Im Landkreis Lüneburg ist der erste positive Fall der neuartigen Corona-Infektion bestätigt worden: Bei einer Person wurde das Virus nachgewiesen, sie ist derzeit häuslich isoliert, gab die Verwaltung bekannt. „Der betroffenen Person geht es gut, der Krankheitsverlauf ist wie bei den meisten Fällen auch sehr milde“, erklärte Landrat Jens Böther gestern. Alle Menschen, die engeren Kontakt zu der Person hatten, seien ermittelt und auf den Erreger getestet worden. Auch sie befänden sich in häuslicher Quarantäne.

Die erkrankte Person hatte sich zuvor in Italien aufgehalten und nach der Rückkehr erste Krankheitssymptome festgestellt. „Das anschließende Vorgehen war vorbildlich“, so Yvonne Hobro, Leiterin des Fachbereichs Soziales. „Die Person hat sich direkt an das Bürgertelefon gewandt und auf Veranlassung einen Abstrich machen lassen.“ Während der Quarantäne stehe das Gesundheitsamt täglich mit dem Patienten in Kontakt, um den Gesundheitszustand zu prüfen. Weitere Schritte würden je nach aktueller Lage entschieden.

Umfassende Informationen zum Corona-Virus hat der Landkreis Lüneburg auf seiner Seite www.landkreis-lueneburg.de zusammengefasst. Außerdem ist ein Bürgertelefon eingerichtet. Die Mitarbeitenden sind montags bis donnerstags von 8 bis 16 Uhr und freitags von 8 bis 12 Uhr unter der Telefonnummer 04131/261000 zu erreichen.
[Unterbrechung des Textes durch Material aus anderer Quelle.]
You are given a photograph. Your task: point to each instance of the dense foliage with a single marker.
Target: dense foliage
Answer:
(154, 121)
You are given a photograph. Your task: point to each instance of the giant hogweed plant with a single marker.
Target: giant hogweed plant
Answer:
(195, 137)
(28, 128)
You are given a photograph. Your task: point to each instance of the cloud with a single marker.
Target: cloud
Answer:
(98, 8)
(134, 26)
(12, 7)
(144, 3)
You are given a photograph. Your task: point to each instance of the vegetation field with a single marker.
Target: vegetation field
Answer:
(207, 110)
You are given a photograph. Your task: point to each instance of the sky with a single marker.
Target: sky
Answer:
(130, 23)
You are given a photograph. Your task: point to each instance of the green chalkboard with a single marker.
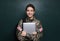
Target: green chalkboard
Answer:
(11, 11)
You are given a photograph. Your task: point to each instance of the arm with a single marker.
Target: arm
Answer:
(39, 30)
(19, 31)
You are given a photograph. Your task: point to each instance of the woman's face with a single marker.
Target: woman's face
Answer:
(30, 12)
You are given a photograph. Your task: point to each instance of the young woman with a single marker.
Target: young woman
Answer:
(24, 36)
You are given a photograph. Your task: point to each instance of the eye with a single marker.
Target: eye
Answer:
(27, 10)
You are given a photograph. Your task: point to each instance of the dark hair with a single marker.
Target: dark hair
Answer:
(30, 5)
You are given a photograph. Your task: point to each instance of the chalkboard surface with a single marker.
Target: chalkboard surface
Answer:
(48, 11)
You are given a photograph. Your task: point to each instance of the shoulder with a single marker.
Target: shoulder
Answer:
(38, 21)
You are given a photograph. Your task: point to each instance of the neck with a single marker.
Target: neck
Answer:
(31, 18)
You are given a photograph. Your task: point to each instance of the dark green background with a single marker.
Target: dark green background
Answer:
(48, 11)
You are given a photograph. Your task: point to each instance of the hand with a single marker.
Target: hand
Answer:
(41, 29)
(19, 28)
(34, 33)
(23, 33)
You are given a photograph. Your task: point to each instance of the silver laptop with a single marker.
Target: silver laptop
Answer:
(29, 27)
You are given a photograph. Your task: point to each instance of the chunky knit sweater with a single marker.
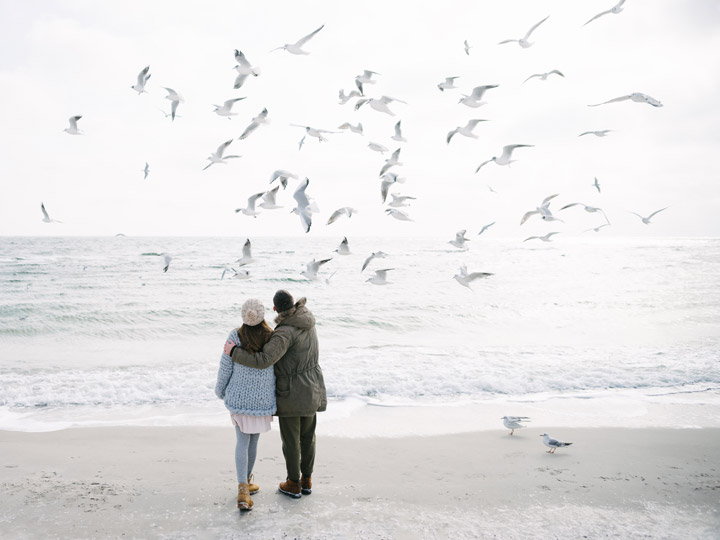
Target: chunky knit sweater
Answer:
(245, 390)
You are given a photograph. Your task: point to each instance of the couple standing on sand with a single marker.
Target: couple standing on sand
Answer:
(265, 372)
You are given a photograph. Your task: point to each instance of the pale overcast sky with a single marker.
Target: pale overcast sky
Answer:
(63, 58)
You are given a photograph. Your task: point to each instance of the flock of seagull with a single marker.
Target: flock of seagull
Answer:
(306, 207)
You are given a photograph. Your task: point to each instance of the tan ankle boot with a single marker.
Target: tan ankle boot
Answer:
(244, 500)
(254, 488)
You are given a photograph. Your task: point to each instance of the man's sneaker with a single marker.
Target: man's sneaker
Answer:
(290, 488)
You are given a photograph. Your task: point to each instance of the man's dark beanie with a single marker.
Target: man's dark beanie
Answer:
(283, 301)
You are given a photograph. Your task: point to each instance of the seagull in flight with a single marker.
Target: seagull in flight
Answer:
(513, 422)
(311, 268)
(380, 277)
(344, 211)
(175, 100)
(142, 79)
(474, 100)
(637, 97)
(617, 8)
(466, 130)
(247, 254)
(646, 220)
(46, 217)
(545, 238)
(448, 84)
(256, 122)
(464, 278)
(244, 68)
(552, 444)
(249, 210)
(505, 157)
(460, 240)
(296, 48)
(226, 108)
(523, 42)
(599, 133)
(218, 157)
(544, 76)
(73, 130)
(374, 255)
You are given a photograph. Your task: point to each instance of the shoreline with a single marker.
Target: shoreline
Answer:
(179, 482)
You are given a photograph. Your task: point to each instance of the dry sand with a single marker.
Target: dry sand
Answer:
(179, 482)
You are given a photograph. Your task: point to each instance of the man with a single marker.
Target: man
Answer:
(299, 388)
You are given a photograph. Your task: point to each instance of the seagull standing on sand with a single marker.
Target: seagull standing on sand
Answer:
(73, 130)
(646, 220)
(466, 130)
(505, 157)
(260, 119)
(46, 217)
(637, 97)
(380, 277)
(296, 48)
(474, 100)
(244, 68)
(552, 444)
(249, 210)
(217, 156)
(513, 422)
(460, 240)
(142, 79)
(175, 100)
(464, 278)
(226, 108)
(617, 8)
(523, 41)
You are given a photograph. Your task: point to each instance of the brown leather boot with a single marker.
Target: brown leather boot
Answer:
(244, 500)
(254, 488)
(290, 488)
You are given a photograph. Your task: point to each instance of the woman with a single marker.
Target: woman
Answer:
(249, 395)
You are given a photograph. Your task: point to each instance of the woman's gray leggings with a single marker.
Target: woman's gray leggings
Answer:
(245, 453)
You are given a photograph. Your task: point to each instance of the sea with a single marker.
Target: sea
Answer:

Zusätzlich ist seit gestern auch ein Diagnosezentrum für Corona-Fälle in Lüneburg in Betrieb, das vom Landkreis gemeinsam mit dem Klinikum Lüneburg und der Kassenärztlichen Vereinigung Niedersachsen eingerichtet wurde. Dort werden ab sofort bei Menschen mit Corona-Verdacht Abstriche genommen. „Wir freuen uns, dass wir das Diagnosezentrum auf dem Gelände des Klinikums in kürzester Zeit aufbauen konnten“, sagte Landrat Jens Böther. Gleichzeitig betonte er aber auch: „Das Diagnosezentrum ist ausschließlich für die Menschen Anlaufstelle, die nach Rücksprache am Bürgertelefon dorthin überwiesen wurden.“

Heißt: Nur Menschen bei denen sich der Verdacht erhärtet, werden zur Entnahme einer Probe durch einen Arzt an das Diagnosezentrum überwiesen. Dieses ist in einem vom restlichen Klinikum abgetrennten Anbau untergebracht. Durch das Zentrum sollen vor allem niedergelassene Ärzte entlastet werden. Besetzt ist es innerhalb der Woche vormittags.